A team at Yale analyzed 32 studies and compared the side effects of two different classes of ADHD medications – methylphenidates, such as Ritalin, and amphetamine derivatives, such as Adderall. "Most ADHD meds aren't associated with a risk of irritability," says Michael Bloch, MD, MS, Professor in the Yale Child Study Center, and senior author of the study. The team found that only amphetamine-derived medications were associated with an increase in irritability. Methylphenidates were not.

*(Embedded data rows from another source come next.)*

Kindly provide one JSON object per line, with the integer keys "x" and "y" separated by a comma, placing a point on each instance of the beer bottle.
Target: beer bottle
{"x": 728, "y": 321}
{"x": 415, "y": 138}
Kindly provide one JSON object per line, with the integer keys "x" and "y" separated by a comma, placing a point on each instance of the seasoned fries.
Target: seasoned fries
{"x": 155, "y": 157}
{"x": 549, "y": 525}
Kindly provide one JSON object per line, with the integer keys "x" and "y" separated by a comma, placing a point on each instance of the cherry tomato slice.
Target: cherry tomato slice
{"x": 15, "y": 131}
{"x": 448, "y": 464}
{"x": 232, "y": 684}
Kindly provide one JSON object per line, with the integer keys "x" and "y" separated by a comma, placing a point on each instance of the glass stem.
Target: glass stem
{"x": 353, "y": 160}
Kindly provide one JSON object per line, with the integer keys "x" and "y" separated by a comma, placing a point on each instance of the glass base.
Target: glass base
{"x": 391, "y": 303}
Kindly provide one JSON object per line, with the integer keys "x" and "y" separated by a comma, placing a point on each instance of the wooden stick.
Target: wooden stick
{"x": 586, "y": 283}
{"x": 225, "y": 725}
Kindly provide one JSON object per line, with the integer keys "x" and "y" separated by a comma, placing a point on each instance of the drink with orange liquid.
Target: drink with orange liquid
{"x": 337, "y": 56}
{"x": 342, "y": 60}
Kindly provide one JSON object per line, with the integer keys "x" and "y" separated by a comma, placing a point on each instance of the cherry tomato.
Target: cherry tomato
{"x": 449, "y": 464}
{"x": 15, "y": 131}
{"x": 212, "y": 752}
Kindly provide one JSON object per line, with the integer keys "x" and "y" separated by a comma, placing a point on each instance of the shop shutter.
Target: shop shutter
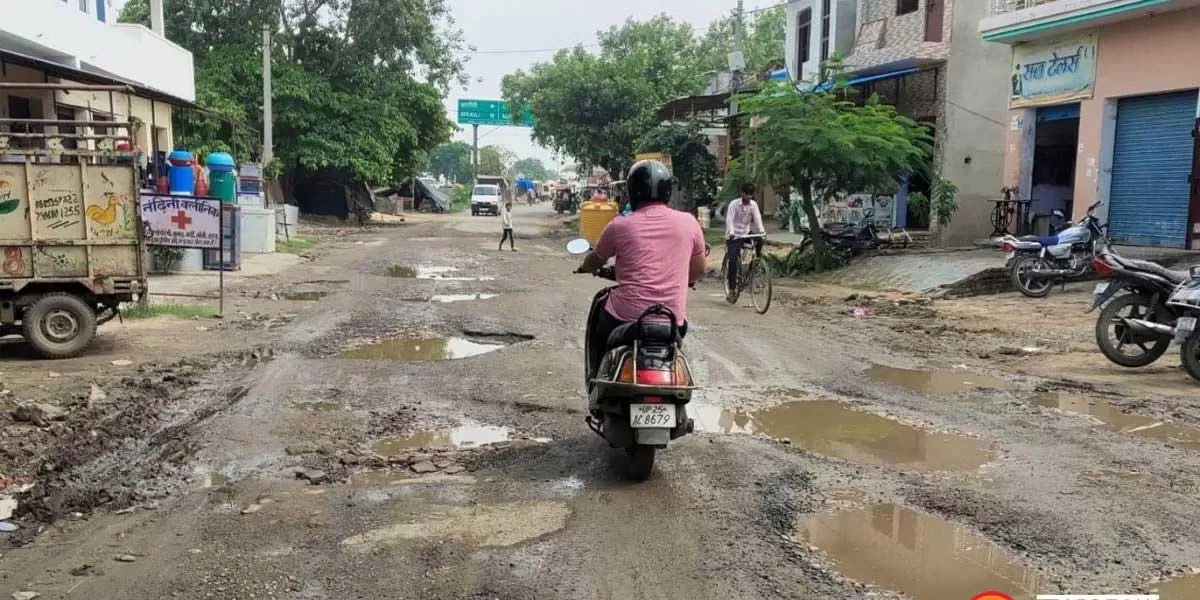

Although the two drugs have similar effects in reducing ADHD symptoms, their mechanism is slightly different. Amphetamine derivatives have pronounced, dose-dependent effects on dopamine, norephinephrine, and serotonin, all neurochemicals with strong relationships to irritability. This difference in mechanism may account for the difference in side effect risks.
By quantifying the different risks of irritability as a side effect for different drug classes, the researchers have provided valuable information for doctors and families discussing medication options for people with ADHD. "As a clinician, it tells me if I'm proscribing a menthyl[phenidiate], [irritability] is likely not caused by the medication," says Bloch.